Scientists from the University of California – San Francisco (UCSF) have effectively cured epilepsy in mice by transplanting brain cells into the rodents´ hippocampus — research that they hope could one day be applied to help treat severe forms of the condition in humans.

Dr. Scott C. Baraban, who holds the William K. Bowes Jr. Endowed Chair in Neuroscience Research at UCSF, and colleagues took medial ganglionic eminence (MGE) cells, which inhibit signaling in overactive nerve circuits, and transplanted them in the area of the brain associated with seizures.

While previous research focusing on different cell types proved unsuccessful, Baraban´s team was able to control the seizures in epileptic mice following the transplantation. The results of their work, which is reportedly the first ever successful attempt to stop seizures in mouse models of adult human epilepsy, were published Sunday in the online edition of the journal Nature Neuroscience.

“Our results are an encouraging step toward using inhibitory neurons for cell transplantation in adults with severe forms of epilepsy,” Baraban, whose work was funded by the National Institutes of Health (NIH) and by the California Institute of Regenerative Medicine, said in a statement. “This procedure offers the possibility of controlling seizures and rescuing cognitive deficits in these patients.”

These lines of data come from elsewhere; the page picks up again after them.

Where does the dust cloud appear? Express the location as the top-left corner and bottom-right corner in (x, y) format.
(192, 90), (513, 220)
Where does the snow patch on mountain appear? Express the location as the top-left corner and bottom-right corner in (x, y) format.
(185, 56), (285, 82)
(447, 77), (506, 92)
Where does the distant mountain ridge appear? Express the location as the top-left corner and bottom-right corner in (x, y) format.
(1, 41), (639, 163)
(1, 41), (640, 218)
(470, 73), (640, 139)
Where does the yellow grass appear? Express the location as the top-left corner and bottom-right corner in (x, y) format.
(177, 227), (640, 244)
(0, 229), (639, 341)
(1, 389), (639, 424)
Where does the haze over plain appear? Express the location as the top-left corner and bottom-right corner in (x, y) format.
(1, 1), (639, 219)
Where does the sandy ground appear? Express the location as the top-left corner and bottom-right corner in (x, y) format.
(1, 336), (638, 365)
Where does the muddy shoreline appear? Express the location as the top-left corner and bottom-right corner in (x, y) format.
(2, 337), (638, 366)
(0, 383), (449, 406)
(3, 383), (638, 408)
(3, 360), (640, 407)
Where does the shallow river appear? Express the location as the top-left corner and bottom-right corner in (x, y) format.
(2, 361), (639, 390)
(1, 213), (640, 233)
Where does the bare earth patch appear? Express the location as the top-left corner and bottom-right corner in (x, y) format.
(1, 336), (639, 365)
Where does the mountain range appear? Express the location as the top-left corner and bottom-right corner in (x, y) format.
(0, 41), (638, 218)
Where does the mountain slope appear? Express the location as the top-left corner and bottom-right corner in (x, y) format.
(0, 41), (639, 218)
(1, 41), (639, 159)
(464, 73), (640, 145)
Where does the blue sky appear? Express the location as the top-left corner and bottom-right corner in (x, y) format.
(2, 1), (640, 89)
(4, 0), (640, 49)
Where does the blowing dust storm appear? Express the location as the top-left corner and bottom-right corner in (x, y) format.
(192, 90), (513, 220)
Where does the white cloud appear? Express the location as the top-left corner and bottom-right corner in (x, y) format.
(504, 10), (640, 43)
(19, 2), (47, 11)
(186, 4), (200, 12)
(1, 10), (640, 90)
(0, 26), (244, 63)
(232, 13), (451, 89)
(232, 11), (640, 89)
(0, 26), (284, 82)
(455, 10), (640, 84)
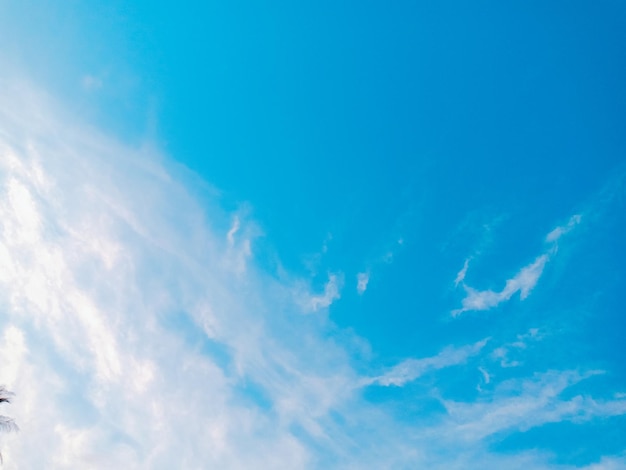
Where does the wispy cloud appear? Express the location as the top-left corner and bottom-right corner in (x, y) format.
(355, 237), (404, 298)
(1, 76), (623, 470)
(545, 214), (582, 243)
(478, 366), (491, 385)
(299, 273), (344, 312)
(488, 327), (544, 368)
(0, 80), (358, 467)
(454, 254), (548, 316)
(356, 271), (369, 295)
(454, 257), (471, 287)
(227, 215), (241, 246)
(453, 215), (582, 316)
(224, 213), (257, 275)
(363, 339), (488, 387)
(440, 370), (626, 442)
(301, 233), (333, 277)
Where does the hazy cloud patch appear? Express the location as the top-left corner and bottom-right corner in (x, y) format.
(356, 271), (370, 295)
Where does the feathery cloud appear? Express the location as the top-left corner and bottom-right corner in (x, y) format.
(453, 215), (583, 316)
(363, 339), (488, 387)
(440, 370), (625, 442)
(545, 214), (582, 243)
(454, 257), (471, 287)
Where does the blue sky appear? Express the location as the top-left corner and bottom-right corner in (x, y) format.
(0, 1), (625, 468)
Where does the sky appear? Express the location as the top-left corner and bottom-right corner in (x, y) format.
(0, 1), (625, 468)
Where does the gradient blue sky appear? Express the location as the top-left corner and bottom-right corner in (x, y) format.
(0, 1), (625, 468)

According to the researchers, epileptic seizures often lead to severe muscle contractions and a possible loss of consciousness. As a result, the patient can lose control of his or her body, falling and potentially becoming seriously injured. These seizures occur when too many excitatory nerves in the brain fire at the same time.

However, the UCSF researchers report that the inhibitory cells they implanted into the mice “quenched this synchronous, nerve-signaling firestorm, eliminating seizures in half of the treated mice and dramatically reducing the number of spontaneous seizures in the rest.”

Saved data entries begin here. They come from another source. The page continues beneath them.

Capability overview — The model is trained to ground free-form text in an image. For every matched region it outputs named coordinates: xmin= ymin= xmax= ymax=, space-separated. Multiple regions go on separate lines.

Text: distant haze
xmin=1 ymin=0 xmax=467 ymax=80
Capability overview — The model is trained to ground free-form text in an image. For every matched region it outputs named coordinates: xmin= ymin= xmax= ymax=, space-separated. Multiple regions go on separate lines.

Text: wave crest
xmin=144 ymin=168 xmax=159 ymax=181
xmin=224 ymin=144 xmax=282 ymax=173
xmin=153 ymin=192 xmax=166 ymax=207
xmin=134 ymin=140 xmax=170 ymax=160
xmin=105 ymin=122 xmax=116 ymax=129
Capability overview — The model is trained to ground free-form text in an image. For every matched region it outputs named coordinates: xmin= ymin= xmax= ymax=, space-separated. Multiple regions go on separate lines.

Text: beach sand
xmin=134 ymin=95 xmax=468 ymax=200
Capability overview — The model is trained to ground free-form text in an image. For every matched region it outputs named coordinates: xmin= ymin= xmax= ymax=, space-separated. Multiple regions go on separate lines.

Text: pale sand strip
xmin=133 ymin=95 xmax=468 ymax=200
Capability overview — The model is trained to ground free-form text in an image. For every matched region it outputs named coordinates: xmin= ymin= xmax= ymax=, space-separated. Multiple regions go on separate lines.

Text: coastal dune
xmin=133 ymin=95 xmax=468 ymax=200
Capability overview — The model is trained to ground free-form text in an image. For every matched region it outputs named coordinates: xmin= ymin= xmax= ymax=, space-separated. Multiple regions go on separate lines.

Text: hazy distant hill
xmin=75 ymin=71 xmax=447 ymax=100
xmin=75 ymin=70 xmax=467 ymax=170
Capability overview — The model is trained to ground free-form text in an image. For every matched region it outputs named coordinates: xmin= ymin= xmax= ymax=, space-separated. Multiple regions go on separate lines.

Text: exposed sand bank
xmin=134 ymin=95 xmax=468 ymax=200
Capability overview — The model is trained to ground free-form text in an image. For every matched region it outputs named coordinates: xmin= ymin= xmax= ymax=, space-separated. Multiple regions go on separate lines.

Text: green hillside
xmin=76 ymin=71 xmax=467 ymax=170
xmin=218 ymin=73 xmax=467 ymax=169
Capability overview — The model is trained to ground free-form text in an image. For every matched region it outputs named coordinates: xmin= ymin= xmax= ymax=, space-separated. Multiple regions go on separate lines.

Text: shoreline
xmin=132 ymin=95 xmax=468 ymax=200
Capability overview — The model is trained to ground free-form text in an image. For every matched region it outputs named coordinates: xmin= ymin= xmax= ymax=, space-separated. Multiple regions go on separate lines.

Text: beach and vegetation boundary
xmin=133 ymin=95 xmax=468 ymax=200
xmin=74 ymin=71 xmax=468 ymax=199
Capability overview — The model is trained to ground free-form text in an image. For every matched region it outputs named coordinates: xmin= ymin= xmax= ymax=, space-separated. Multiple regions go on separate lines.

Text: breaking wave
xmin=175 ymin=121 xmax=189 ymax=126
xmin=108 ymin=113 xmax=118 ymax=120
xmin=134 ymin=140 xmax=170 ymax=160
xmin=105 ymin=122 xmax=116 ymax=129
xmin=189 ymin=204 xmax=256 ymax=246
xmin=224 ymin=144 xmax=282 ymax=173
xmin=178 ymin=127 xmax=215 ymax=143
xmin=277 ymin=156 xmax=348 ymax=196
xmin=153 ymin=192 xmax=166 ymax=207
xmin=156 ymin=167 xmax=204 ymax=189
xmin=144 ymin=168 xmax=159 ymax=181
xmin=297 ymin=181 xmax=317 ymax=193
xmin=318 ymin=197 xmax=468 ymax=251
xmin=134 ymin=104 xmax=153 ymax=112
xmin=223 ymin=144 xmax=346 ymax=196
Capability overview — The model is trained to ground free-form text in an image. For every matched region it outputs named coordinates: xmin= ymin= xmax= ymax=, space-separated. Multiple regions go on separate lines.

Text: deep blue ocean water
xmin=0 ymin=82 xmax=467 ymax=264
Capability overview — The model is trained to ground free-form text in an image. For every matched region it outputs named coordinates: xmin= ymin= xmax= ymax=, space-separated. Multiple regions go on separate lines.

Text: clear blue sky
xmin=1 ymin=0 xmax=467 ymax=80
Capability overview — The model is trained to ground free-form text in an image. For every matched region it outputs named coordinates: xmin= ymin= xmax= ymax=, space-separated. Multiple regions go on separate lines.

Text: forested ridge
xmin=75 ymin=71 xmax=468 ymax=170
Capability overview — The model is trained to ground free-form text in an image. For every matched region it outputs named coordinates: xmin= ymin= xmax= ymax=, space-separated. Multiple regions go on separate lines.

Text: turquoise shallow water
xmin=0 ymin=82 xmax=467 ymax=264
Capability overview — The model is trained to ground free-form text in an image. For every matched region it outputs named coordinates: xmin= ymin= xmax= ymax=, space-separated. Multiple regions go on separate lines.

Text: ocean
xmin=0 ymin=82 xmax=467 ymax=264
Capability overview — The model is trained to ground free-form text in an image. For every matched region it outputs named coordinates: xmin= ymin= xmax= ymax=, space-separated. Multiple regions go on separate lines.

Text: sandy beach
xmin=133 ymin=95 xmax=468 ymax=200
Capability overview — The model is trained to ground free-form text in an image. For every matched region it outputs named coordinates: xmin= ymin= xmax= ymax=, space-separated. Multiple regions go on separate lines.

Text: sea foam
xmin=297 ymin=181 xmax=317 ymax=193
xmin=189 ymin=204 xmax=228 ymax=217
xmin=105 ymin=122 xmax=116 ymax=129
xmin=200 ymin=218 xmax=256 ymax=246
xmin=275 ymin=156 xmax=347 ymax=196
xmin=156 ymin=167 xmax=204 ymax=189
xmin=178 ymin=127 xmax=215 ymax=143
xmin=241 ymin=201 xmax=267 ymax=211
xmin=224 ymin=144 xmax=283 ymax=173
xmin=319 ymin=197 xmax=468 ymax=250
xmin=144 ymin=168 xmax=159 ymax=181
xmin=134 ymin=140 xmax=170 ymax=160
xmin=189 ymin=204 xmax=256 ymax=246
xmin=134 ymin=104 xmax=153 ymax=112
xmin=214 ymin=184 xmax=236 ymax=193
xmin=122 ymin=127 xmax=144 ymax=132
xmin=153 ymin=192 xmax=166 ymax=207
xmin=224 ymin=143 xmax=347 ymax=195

“These cells migrate widely and integrate into the adult brain as new inhibitory neurons,” Baraban explained. “This is the first report in a mouse model of adult epilepsy in which mice that already were having seizures stopped having seizures after treatment.”

The model that the UCSF team worked on was designed to resemble an especially severe form of human epilepsy known as mesial temporal lobe epilepsy. Mesial temporal lobe epilepsy is typically resistant to medication, and in this condition, the seizures are believed to originate in the hippocampus.

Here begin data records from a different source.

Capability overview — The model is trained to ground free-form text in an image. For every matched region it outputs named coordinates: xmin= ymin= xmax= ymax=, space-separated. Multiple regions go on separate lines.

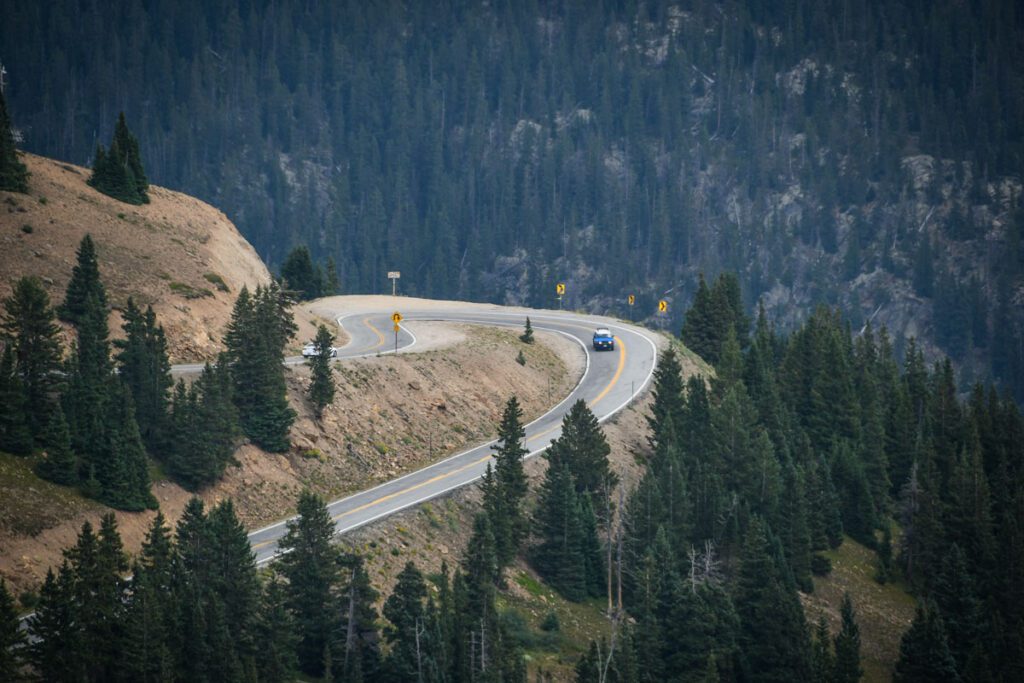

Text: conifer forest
xmin=2 ymin=0 xmax=1024 ymax=682
xmin=3 ymin=0 xmax=1023 ymax=394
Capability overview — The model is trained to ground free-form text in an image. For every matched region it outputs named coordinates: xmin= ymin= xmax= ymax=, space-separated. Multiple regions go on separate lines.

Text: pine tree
xmin=932 ymin=544 xmax=985 ymax=675
xmin=35 ymin=403 xmax=77 ymax=485
xmin=0 ymin=345 xmax=32 ymax=455
xmin=277 ymin=489 xmax=341 ymax=677
xmin=88 ymin=112 xmax=149 ymax=204
xmin=0 ymin=578 xmax=23 ymax=681
xmin=64 ymin=515 xmax=129 ymax=681
xmin=810 ymin=616 xmax=835 ymax=683
xmin=2 ymin=276 xmax=62 ymax=439
xmin=681 ymin=274 xmax=718 ymax=363
xmin=833 ymin=593 xmax=863 ymax=683
xmin=123 ymin=514 xmax=176 ymax=682
xmin=308 ymin=323 xmax=336 ymax=419
xmin=462 ymin=512 xmax=501 ymax=614
xmin=488 ymin=396 xmax=530 ymax=566
xmin=732 ymin=517 xmax=812 ymax=681
xmin=255 ymin=576 xmax=298 ymax=683
xmin=280 ymin=245 xmax=322 ymax=300
xmin=337 ymin=553 xmax=382 ymax=681
xmin=646 ymin=346 xmax=686 ymax=450
xmin=59 ymin=234 xmax=107 ymax=324
xmin=115 ymin=298 xmax=172 ymax=454
xmin=0 ymin=86 xmax=28 ymax=193
xmin=225 ymin=284 xmax=296 ymax=452
xmin=532 ymin=463 xmax=587 ymax=601
xmin=894 ymin=603 xmax=961 ymax=683
xmin=546 ymin=399 xmax=617 ymax=499
xmin=167 ymin=361 xmax=239 ymax=490
xmin=207 ymin=499 xmax=260 ymax=669
xmin=383 ymin=561 xmax=429 ymax=682
xmin=101 ymin=381 xmax=157 ymax=510
xmin=520 ymin=316 xmax=535 ymax=344
xmin=28 ymin=564 xmax=84 ymax=681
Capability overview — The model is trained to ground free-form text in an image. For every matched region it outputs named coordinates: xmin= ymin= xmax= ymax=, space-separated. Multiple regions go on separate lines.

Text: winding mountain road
xmin=195 ymin=297 xmax=661 ymax=565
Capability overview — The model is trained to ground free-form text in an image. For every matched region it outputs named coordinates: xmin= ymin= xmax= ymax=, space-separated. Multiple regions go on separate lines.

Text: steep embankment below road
xmin=0 ymin=152 xmax=286 ymax=361
xmin=0 ymin=322 xmax=578 ymax=601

While the transplantation into this region of the brain proved successful, transplants into the amygdala — a region of the brain involved in memory and emotion — was unable to end seizure activity in this same mouse model, Baraban´s team said. Furthermore, in addition to reducing seizures, the mice treated in this way became less agitated and less hyperactive, and also performed better in water-maze tests, they added.